Jun 10, 2010

QUERY - Colsen Deming and the Nephilim Existence (revised)

Click here to read the original query.

Seventeen-year-old Colsen Deming has a problem. He won't be able to shield his younger foster brother, Alex, from the drunken attacks of their foster mother when she kicks him out of her house on his eighteenth birthday.

Colsen wants to ensure Alex's safety and broaches the subject of his departure with him while walking home. He upsets the boy and ends up chasing after him into an abandoned alley. As he retrieves Alex, Colsen is attacked by two men and his body morphs into a Nephilim to protect them.

Terrified from murdering the two men, the disappearance of their corpses and the transformation of his body, he returns to the scene of the crime for answers. Once there Colsen encounters fellow Nephilim Nerissa who helps him come to terms with his new form and offers insight into his murky past.

Colsen learns his father is a fallen angel disgraced by God for impregnating his human mother. And now his father wants Colsen by his side while he defies God, killing humans and Nephilim alike.

When Alex is kidnapped by Colsen's father to lure Colsen away from the protection of Nerissa's family, he is faced with the ultimate decision. Does Colsen save the only brother he has ever known from death, taking his rightful place by his father's side? Or does he sit idly by while Nerissa and her family risk their lives to rescue Alex without him?

Colsen Deming and the Nephilim Existence is a 73,000-word young adult fantasy novel. I would be happy to forward the complete manuscript upon request, and would like to mention this is a simultaneous query. Thank for your time and consideration.

Cordially,

5 comments:

Dan Ritchie said...

I don't honestly know how to respond to this one. This is all personal feelings.
Well, first off, I didn't know or remember what a nephilim was until I looked it up and reminded myself. I knew it was something out of the Bible but that was about it.
I didn't know where the story was going until the third paragraph, so those first few paragraphs are largely wasted.
This feels like a touchy subject. The idea of a cross breed of human and a fallen angel is uncomfortable.
So is this man doomed with the rest of the fallen angels. Is there any possibility of his redemption? Those are my questions, and his relationships and other problems are secondary or less.

wendy said...

You're dealing with a tricky and powerful subject matter here. I was glad to see you've not taken sides, as it were, but have presented the situation without judgement - impartially. (As this is from the POV of the fallen angel's side, it wouldn't be praising of God, probably, but in the abscence of this, I was glad nothing was condemning.) This attitude works for me and if you could continue this attitude of an open-minded look at both sides of the fence via the characters and the narrator - I think it'd add enormously to the depth and make the lead character more impressive and individual. (Sorry, this is all subjective and beyond the scope of the query.)

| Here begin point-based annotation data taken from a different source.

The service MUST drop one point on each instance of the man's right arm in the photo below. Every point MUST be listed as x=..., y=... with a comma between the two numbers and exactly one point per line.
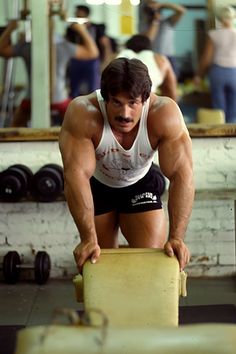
x=78, y=156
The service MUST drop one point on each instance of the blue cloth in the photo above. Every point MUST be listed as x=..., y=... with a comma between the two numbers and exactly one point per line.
x=223, y=90
x=84, y=76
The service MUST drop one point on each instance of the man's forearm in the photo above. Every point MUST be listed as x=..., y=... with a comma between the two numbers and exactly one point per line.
x=80, y=203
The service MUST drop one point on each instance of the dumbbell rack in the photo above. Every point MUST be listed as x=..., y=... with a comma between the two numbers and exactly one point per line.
x=12, y=267
x=18, y=183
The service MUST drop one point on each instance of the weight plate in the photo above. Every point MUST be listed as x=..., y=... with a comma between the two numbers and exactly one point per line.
x=42, y=266
x=29, y=174
x=11, y=272
x=47, y=184
x=13, y=184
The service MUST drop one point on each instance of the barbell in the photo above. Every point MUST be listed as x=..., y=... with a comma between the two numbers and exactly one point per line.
x=12, y=267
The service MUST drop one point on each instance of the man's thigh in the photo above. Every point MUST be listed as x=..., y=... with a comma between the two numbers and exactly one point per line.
x=145, y=229
x=107, y=229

In the first para, how does he know that his foster mother will kick Alex out of her house on his 18th? If it's his super powers, or just a discussion with his f.m., I'd like to see reference to them here, otherwise the intro is vague when it should be very precise to ease the reader into the feel for the story.


Could the first sentence in second para reflect more of the heightened emotion this situation would warrant? I think the verb 'broach' could be replaced by something more dramatic. The same with 'his departure'. In the last sentence of that paragraph, 'them' references the two men and not Alex and Colsen. Perhaps: '..to protect himself and Alex.'

'Terrified from murdering the two men, the disappearance of their corpses and the transformation of his body,' reads awkwardly to me.

Interesting premise you have, I must say, and I think you've handled it well, overall.

Amanda said...

I don't totally agree with the previous 2 comments (no offense at all guys!)- maybe I don't find it to be a touchy subject because I'm not a religious, but perhaps this would be a problem. On the other hand- I thought this was definitely an improvement on the last query. You did a much better job of directly telling us what your novel was about. The one thing I might suggest (and if you're super super attached the name ignore it)- just to keep people from making as many comparisons to Percy Jackson- you might try a name change. Not super important, but its a thought if the comparisons annoy you.
Other than that- great improvement!

Dan Ritchie said...

If it were me, and it's not, I'd start something like this:

We've all seen those Phtoshop pictures of the remains of giant humans, the so called nephilim, or cross breeds between humans and fallen angels. The truth is, they're real. I know, because...

Julie H said...

Thanks everyone for the feedback. I rewrote a new query in a differnt focus because this one just didn't seem to be doing it for me anymore, and hopefully ithe new one will be posted soon for more comments. And thanks to Dan, for taking the time to look this up and respond. But the novel doesn't focus on the war between Nephilim and angels and humans. It focuses on a teenaged boy transforming into a beautiful monster. He is taught to control his extreme Nephilim temperment and struggles with his new body and the strong feelings he has for Nerissa. So this query has been scraped - please read the new one and let me know what you think!